Woo Brandon M, Liu Shari, Gweon Hyowon, Spelke Elizabeth S
Department of Psychology, Harvard University, Cambridge, MA, USA.
The Center for Brains, Minds, and Machines, Cambridge, MA, USA.
Open Mind (Camb). 2024 Apr 10;8:483-499. doi: 10.1162/opmi_a_00129. eCollection 2024.

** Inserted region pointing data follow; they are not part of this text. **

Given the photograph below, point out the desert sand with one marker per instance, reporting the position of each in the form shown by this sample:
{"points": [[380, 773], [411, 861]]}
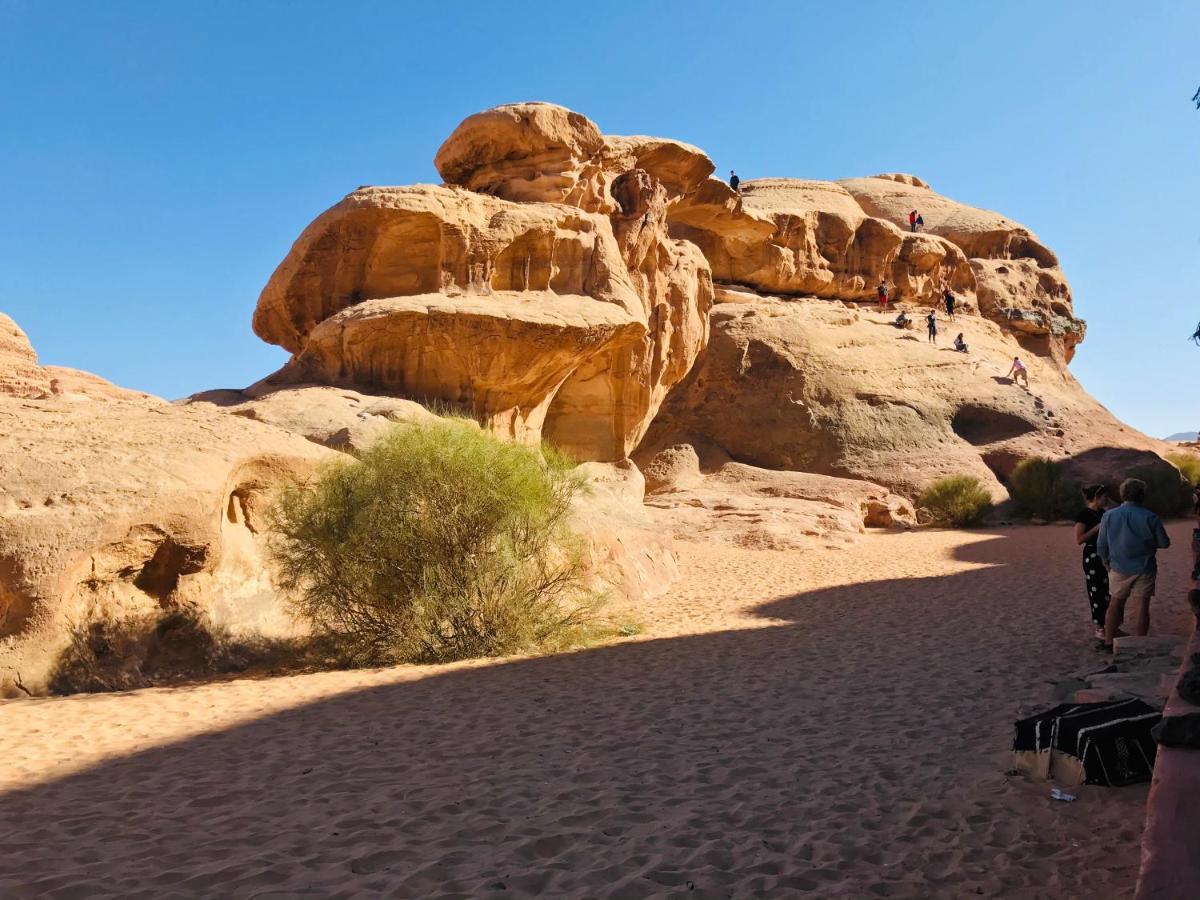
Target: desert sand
{"points": [[832, 721]]}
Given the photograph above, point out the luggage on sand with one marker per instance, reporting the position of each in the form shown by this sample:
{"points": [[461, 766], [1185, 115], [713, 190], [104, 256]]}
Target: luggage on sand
{"points": [[1089, 743]]}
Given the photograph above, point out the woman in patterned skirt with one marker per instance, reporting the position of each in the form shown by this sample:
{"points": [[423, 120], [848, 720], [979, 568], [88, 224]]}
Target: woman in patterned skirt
{"points": [[1087, 526]]}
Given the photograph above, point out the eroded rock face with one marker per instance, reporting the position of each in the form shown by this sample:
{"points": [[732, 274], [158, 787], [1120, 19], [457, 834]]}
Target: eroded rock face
{"points": [[1019, 283], [331, 417], [549, 299], [808, 385], [121, 507], [545, 153], [811, 238]]}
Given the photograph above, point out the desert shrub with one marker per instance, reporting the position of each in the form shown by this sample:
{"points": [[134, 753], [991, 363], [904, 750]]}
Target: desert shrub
{"points": [[438, 543], [1188, 465], [1036, 484], [1168, 492], [958, 502]]}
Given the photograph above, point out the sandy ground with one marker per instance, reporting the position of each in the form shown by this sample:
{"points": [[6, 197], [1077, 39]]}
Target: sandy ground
{"points": [[833, 721]]}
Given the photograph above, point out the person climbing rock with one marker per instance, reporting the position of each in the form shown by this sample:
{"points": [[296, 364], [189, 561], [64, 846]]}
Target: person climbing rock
{"points": [[1018, 372], [1128, 543]]}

Capacities to understand and evaluate others' actions are fundamental to human social life. Infants and toddlers are sensitive to the costs of others' actions, infer others' values from the costs of the actions they take, and prefer those who help others to those who hinder them, but it is largely unknown whether and how cost considerations inform early understanding of third-party prosocial actions. In three experiments ( = 94), we asked whether 16-month-old toddlers value agents who selectively help those who need it most. Presented with two agents who attempted two tasks, toddlers preferentially looked to and touched someone who helped the agent in greater need, both when one agent's task required more effort and when the tasks were the same but one agent was weaker. These results provide evidence that toddlers engage in need-based evaluations of helping, applying their understanding of action utilities to their social evaluations.
理解和评估他人行为的能力是人类社会生活的基础。婴幼儿对他人行为的代价很敏感,会从他人采取的行为代价中推断其价值观,并且比起阻碍他人的人,更喜欢帮助他人的人,但在很大程度上,尚不清楚代价考量是否以及如何影响对第三方亲社会行为的早期理解。在三项实验(N = 94)中,我们探究了16个月大的幼儿是否重视那些有选择地帮助最需要帮助之人的施助者。向幼儿展示两个尝试两项任务的施助者,当一个施助者的任务需要付出更多努力时,以及当任务相同但其中一个施助者较弱时,幼儿都会优先看向并触摸那个帮助了更有需要的施助者的人。这些结果证明,幼儿会基于需求对帮助行为进行评估,将他们对行为效用的理解应用于社会评价中。